Paolo Preziosa¹, Loredana Storelli⁴, Elisabetta Pagani⁴, Nicolò Tedone², Monica Margoni⁵, Federica Esposito⁶, Massimo Filippi³, Maria Rocca¹
¹Neuroimaging Research Unit, Division of Neuroscience, and Neurology Unit, ²Neuroimaging Research Unit, Division of Neuroscience, ³Neuroimaging Research Unit, Division of Neuroscience, Neurology Unit, Neurorehabilitation Unit, and Neurophysiology Service, IRCCS San Raffaele Scientific Institute; and Vita-Salute San Raffaele University, ⁴Neuroimaging Research Unit, Division of Neuroscience, ⁵Neuroimaging Research Unit, Division of Neuroscience, Neurology Unit, and Neurorehabilitation Unit, ⁶Neurology Unit, and Laboratory of Human Genetics of Neurological Disorders, IRCCS San Raffaele Scientific Institute

Objective:

To apply Subtype and Stage Inference (SuStaIn) algorithm to identify MRI-based subtypes that better stratify the heterogeneous clinical profiles in multiple sclerosis (MS).

Background:

Clinical MS classifications incompletely capture disease heterogeneity.

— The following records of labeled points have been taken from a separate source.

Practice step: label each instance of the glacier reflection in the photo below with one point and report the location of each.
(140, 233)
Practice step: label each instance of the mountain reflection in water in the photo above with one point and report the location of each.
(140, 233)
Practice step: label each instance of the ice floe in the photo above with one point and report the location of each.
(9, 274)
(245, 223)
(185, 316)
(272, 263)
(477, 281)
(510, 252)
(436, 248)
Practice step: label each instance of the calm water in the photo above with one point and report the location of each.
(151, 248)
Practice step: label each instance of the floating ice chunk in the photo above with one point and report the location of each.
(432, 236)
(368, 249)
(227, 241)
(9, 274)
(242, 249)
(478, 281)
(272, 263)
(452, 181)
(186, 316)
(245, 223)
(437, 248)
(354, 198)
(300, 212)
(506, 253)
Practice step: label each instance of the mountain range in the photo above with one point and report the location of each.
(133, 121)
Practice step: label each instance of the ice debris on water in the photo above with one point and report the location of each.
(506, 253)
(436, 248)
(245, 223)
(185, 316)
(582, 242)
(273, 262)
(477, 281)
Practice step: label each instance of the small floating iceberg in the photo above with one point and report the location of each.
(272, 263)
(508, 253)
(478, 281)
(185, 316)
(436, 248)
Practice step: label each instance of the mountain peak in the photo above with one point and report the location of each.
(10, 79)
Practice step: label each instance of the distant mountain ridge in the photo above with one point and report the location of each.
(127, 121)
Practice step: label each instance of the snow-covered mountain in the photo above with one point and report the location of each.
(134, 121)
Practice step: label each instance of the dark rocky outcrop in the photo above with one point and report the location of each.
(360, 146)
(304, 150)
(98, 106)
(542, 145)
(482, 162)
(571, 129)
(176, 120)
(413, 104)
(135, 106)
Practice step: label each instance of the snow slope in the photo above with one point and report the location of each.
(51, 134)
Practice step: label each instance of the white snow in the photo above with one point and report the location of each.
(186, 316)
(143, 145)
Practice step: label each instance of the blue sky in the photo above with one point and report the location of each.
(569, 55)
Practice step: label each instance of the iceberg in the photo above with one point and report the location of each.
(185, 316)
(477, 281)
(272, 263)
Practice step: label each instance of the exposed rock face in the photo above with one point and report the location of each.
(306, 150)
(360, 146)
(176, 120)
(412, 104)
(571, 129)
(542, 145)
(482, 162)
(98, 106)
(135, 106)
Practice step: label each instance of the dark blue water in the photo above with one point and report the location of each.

Data-driven subtyping may uncover endophenotypes that better reflect MS pathobiology and explain variability in disability and cognition.

Design/Methods:

We retrospectively studied 1017 MS patients and 548 healthy controls who underwent standardized clinical, neuropsychological, and brain 3T MRI assessments. Z-scores of 21 MRI features, including white matter (WM) lesion volume, microstructural abnormalities of the major WM tracts, and normalized global and regional brain volumes, were input into SuStaIn to derive subtypes and stages. Associations with clinical phenotype (relapsing-remitting [RR] vs progressive), age at onset (AAO) (pediatric [POMS], adult [AOMS], late [LOMS]), disability (Expanded Disability Status Scale [EDSS]), and cognition (Brief Repeatable Battery of Neuropsychological Tests) were explored.

Results:

SuStaIn identified four MRI subtypes: lesion-led (44%), cortex-led (23%), tract-led (23%), and deepGM-led (10%). Subtypes differed by clinical phenotype and AAO (p<0.001). Cortex-led and deepGM-led were enriched in progressive forms (47% and 56%), whereas lesion-led and tract-led were mainly RRMS (66–71%). By AAO, tract-led was overrepresented in POMS (70/184, 38%) and underrepresented in AOMS (152/783, 19%), lesion-led predominated in AOMS (372/783, 48%), whereas deepGM-led was more frequent in LOMS (7/50, 14%). Disability milestones were reached more often in cortex-led and deepGM-led patients (EDSS≥4.0: 45% and 56%; EDSS≥6.0: 28% and 29%) than in lesion-led (34% and 20%) or tract-led (32% and 19%) (p<0.001). Although cognitive performance did not differ across subtypes (p≥0.513), within each subtype advancing SuStaIn stage was consistently associated with worsening global and domain-specific scores (p≤0.030).

Conclusions:

MRI-based subtypes from SuStaIn capture clinically meaningful heterogeneity in phenotype, age at onset, disability, and cognition. This data-driven approach may support personalized therapeutic strategies tailored to the pathological mechanisms underlying MS progression.